Корейский Пхенчхан тоже неплохо справился с освоением наследия Игр: все дома в олимпийской деревне были проданы, вещательный центр превратился в национальный архив, здание оргкомитета – в комплекс для спортивной подготовки, а арены находятся в ведении региональных властей. Хуже всего используют оставшиеся от соревнований объекты в тех странах, где амбиции изначально превышали возможности, а с финансированием возникали проблемы еще по ходу подготовки. Белоусов привел в пример Афины-2004, Рио-2016 и ЧМ-2010.

Без деревни

Хотя Олимпийские игры традиционно ассоциируются с определенным городом, их стали проводить в разных местах раньше, чем футбольные чемпионаты мира и Европы. В 1956 г. соревнования принимал Мельбурн, но в Австралии действует очень строгий карантин для животных. По этой причине состязания по конному спорту состоялись в Стокгольме, причем за несколько месяцев до старта основного турнира.

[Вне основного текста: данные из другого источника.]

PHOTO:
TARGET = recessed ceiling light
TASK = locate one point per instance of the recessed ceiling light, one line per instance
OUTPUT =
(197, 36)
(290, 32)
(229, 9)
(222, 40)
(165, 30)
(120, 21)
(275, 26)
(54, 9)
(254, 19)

«МОК не последовал примеру ФИФА, поскольку в олимпийской хартии прописано, что организатором Игр выступает конкретный город их проведения, – говорит Кыласов. – При МОК в 2002 г. был даже создан Всемирный союз олимпийских городов. Отступления от олимпийского правила произошли в связи с расширением программы и возникшей необходимостью проведения соревнований в таких ландшафтах, которых просто рядом нет. Например, для парусных регат, проводившихся в Таллине на Олимпиаде в Москве в 1980-м или в Циндао на пекинских Играх в 2008-м».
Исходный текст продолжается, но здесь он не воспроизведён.